The Breathing Book by Donna Farhi.

A new approach to improving quality of life through your most accessible resource: your breath. Refreshingly simple and practical guide to reestablishing proper breathing techniques that will dramatically improve your physical and mental health. A thorough and inspiring program that you can tailor to your specific needs. Whether you need an energy boost or are seeking a safe, hassle-free way to cope with everyday stress, you will find answers here. These safe and easy-to-learn techniques can also be used to treat asthma, depression, eating disorders, insomnia, arthritis, chronic pain, and other debilitating conditions.


Eleanor Oliphant - Gail Honeyman (fiction)

Eleanor Oliphant is happy. Nothing is missing from her carefully timetabled life. Except, sometimes, everything. Change can be good. Change can be bad. But surely any change is better than... fine? A powerful, uplifting, thought-provoking, funny, and absorbing book. It tackles loneliness in a brilliant way, using wonderful, believable characters.


The Examined Life by Stephen Grosz

Stephen Grosz puts across the frailties of the human condition with total reverence, understanding and compassion. He tackles lots of the issues that seek to intrude into our everyday lives and each one is written about in plain, easily read language.


The Wild Remedy by Emma Mitchell

Emma Mitchell's richly illustrated and evocative diary records her nature finds over the course of a year and shows how being in the wild benefits our mental and physical wellbeing. She suffers with depression, and has done for twenty-five years. She swapped days in the office for walks in the wood. There she began to get better. And better. Her encounters with nature proving to be as medicinal as any therapy or drug. This is a book for those who want to bring a little piece of the outdoors with them, whether you struggle with low mood or just love discovering more about the natural world.


Healing Back Pain: The Mind-Body Connection

Dr. Sarno is a medical pioneer whose program has helped thousands of people find relief from chronic back conditions without drugs, physical therapy, or dangerous surgery. With case histories and the results of in-depth mind-body research, Dr. Sarno describes how patients recognize the emotional roots of their TMS and sever the connections between mental and physical pain... and how, just by reading this book, you may start recovering from back pain today.


The Choice by Edith Eger.

In 1944, sixteen-year-old ballerina Edith Eger was sent to Auschwitz. Separated from her parents on arrival, she endures unimaginable experiences, including being made to dance for the infamous Josef Mengele. When the camp is finally liberated, she is pulled from a pile of bodies, barely alive. The horrors of the Holocaust didn't break Edith. In fact, they helped her learn to live again with a life-affirming strength and a truly remarkable resilience. The Choice is her unforgettable story. It shows that hope can flower in the most unlikely places.
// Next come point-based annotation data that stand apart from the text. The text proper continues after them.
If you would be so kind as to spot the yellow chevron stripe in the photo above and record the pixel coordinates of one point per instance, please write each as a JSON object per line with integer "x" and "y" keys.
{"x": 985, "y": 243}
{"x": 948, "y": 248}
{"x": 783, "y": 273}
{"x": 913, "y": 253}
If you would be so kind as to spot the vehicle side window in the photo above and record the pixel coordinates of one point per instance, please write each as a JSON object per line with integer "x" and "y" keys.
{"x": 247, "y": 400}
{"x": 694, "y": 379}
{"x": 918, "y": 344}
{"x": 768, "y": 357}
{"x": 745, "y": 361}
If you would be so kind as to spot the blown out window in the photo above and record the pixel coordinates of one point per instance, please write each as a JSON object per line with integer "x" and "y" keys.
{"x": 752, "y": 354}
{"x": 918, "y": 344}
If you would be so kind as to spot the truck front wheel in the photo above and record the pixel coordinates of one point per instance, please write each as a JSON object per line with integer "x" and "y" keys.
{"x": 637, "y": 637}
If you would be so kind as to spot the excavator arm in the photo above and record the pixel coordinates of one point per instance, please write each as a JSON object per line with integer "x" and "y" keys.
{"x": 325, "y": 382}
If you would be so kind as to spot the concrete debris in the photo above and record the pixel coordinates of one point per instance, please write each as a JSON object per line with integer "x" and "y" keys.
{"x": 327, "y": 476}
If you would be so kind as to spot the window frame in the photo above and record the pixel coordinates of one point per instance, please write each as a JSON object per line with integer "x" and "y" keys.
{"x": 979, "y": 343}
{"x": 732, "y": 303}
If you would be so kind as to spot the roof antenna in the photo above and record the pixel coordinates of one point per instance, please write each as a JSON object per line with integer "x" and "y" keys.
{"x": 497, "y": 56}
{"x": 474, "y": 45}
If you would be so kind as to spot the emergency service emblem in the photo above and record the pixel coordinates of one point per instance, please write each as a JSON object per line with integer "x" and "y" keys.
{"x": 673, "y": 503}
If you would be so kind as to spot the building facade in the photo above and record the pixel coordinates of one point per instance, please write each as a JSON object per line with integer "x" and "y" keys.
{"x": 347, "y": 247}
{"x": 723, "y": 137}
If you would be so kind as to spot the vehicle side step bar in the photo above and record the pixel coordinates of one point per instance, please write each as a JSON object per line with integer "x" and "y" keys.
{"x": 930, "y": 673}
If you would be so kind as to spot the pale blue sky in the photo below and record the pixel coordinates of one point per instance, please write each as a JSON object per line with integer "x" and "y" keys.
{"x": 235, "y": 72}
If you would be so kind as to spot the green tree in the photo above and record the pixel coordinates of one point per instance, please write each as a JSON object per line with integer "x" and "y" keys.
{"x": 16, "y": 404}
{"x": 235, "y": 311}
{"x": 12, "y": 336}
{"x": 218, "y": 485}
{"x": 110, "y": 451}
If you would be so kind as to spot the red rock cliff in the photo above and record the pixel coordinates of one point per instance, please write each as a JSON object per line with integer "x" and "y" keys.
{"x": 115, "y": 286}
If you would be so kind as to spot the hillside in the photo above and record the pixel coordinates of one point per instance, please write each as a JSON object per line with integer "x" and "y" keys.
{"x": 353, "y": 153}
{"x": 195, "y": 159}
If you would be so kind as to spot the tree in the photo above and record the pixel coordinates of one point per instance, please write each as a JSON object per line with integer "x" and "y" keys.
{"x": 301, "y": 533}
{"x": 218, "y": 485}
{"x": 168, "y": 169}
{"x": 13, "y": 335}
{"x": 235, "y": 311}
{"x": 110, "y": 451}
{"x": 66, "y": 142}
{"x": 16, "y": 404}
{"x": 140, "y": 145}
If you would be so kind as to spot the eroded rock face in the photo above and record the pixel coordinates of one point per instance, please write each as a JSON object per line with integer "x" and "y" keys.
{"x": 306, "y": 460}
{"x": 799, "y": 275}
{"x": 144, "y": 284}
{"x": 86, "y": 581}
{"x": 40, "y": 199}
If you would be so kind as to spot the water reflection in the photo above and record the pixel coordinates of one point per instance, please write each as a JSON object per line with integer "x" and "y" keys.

The Reality Slap: How to survive and thrive when life hits hard by Russ Harris

Sometimes it can feel like there's a gap between what we plan or hope for in our lives and the reality we're faced with – what ever this is, it can cause us great distress. Based on the scientifically proven mindfulness-based approach called 'Acceptance and Commitment Therapy' (ACT), this self-help book will teach you how to cope effectively when life hurts and you will learn not only how to survive life's unexpected curve balls, but also how to thrive, despite them


Burn after writing by Sharon Jones

The phenomenally popular secret journal filled with private prompts for personal reflection, self-exploration, and fueling creativity. Push your limits, reflect on your past, present, and future, and create a secret book that's about you, and just for you. This is not a diary, and there is no posting required. And when you're finished, toss it, hide it, or Burn After Writing.